Data Lake vs Data Warehouse
The value of solid data to a business cannot even be quantified in today's competitive landscape. Collecting and using data is no longer an optional add-on, but a necessary way of running operations. There is a clear, positive correlation between the growth of a company and effective use of its data.
These last few years, the interest of companies in ‘big data’ has witnessed significant growth. It's essential that companies aren't blindly jumping on the big data horse - because, without a plan and strategy in place, all the data you collect will be useless.

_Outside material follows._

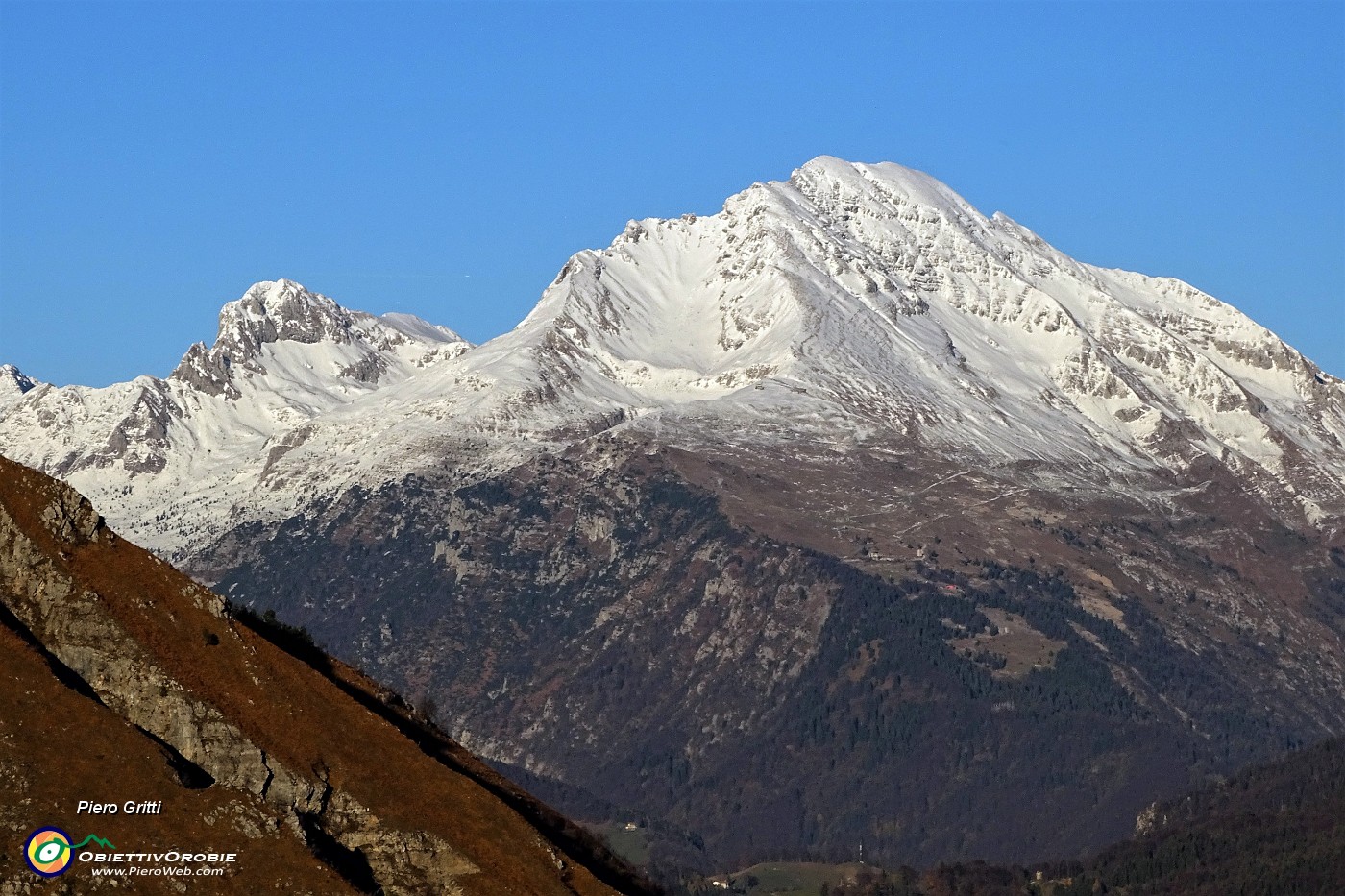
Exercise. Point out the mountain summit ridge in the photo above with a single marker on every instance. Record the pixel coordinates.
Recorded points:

One major question plaguing organizations is deciding between a data warehouse and a data lake. In order to make the right choice, both of these data assets should be well understood.
What Is A Data Lake?
Following the description of data lake by the man known to have coined the term, James Dixon: if data mart, which is a type of data warehouse, is thought of as bottled water: cleansed, packaged and structured for easy consumption. Conversely, data lake should be seen as a large body of water - left in its natural state.
Data lake refers to a system that houses a large amount of data in its natural form, until such a time when it is needed. This means that it does not need to be structured first. It accepts all data from source systems, and data requirement and schema are defined only when data is queried to fulfill the needs of a specific analysis.
What Is A Data Warehouse?
A data warehouse is a system utilized for data analysis and reporting and is considered to be a key component of business intelligence. It is a central repository that stores historical and current data in a place which can be used to create analytic reports for workers in an enterprise. It collects corporate information as well as data from external sources and operational systems. It is highly structured and transformed and will not load data until the purpose for it has been clearly defined.
Differences Between Data Lakes & Data Warehouses
Retention of Data: The way in which a data warehouse is developed makes it a highly structured reporting model. It requires decisions to be made on what data to include or not include. If the use of data is not defined or it does not answer specific questions, it may not be included in the warehouse. In contrast, data lake does not turn away data, as any information that has an unknown use today might be useful tomorrow.
Data Type Support: Generally, data found in a data warehouse will consist of those from transactional systems, quantitative metrics, and attributes used in describing them. Data sources that are non-traditional such as sensor data, text and images, web server logs, and social network activities are ignored. In contrast, data lake embraces all data types including non-traditional ones.
User Support: Although a data warehouse caters to ‘operational’ users that often make up 80% of most companies, it does not fully cater for the next 10% that carry out analysis on data. Plus, the remaining 10% may be totally ignored - this group of people can include data scientists who carry out deep data analysis. Data lake, however, gives equal support to all users.
Resource Consumption: It takes time and consumes developmental resources to make changes in a data warehouse. The data loading process is complex and a lot of business questions cannot wait that long to be answered. With data lake, by applying a more formal schema, business questions can be answered at the user's pace.
Gathering Insight: Data lake enables users to get results faster when compared to a data warehouse, as it accommodates all data and data types, and allows access to the information before it is transformed.
Choosing Between Data Lake & Data Warehouse
It is important to understand your data needs before selecting between a data lake and a data warehouse. You need to know what type of data will be stored, your data sources, resources available to you, and what the data will be used for. This knowledge will help guide you in your decision. If you're just starting out, you want to weigh the pros and cons and align your business needs to each side's potential.